Program: Fruit Grower Report
Date: April 25, 2005

It is not very often that a fruit or vegetable commodity group comes out in a public manner in support of a trade deal like the way the U.S. Apple Association is fully backing the Central American Free Trade Agreement and the companion agreement between the U.S. and the Dominican Republic. But U.S. Apples is so behind the deal that it had a representative speak at a recent pro  C.A.F.T.A.-D.R. rally in Washington D.C.

GLAZE: The coalition in support of C.A.F.T.A. is going to, of course, ask all of its members and get to the grass roots level to inform your Congressman and your Senators how important this is to us. And to be quite honest, if we all do that, then we will prevail. But if we think our neighbor is going to do it, and we dont have to, then we are going to fall behind in this effort

Phil Glaze is a trustee on U.S. Apples governing board. And he says its easy for him as an apple grower to get behind a deal that reduces tariffs into Central American nations to zero over time.

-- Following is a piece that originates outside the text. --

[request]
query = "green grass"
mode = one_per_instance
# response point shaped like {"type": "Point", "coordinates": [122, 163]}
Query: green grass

GLAZE: At the moment, U.S. apples experience any where from a twelve to a twenty five per cent tariff on apples shipped into that region. And it would be an excellent export market for Northwest apples.

For Glaze, that is especially true when our apples are on a level playing field with competitors like Chile in Central America. Two years ago, Chile negotiated and received duty free access for apples coming into Central America. At the time, market access for U.S. and Chilean apples were even. But Glaze says after the Chilean deal, market access of their apples increased twenty per cent.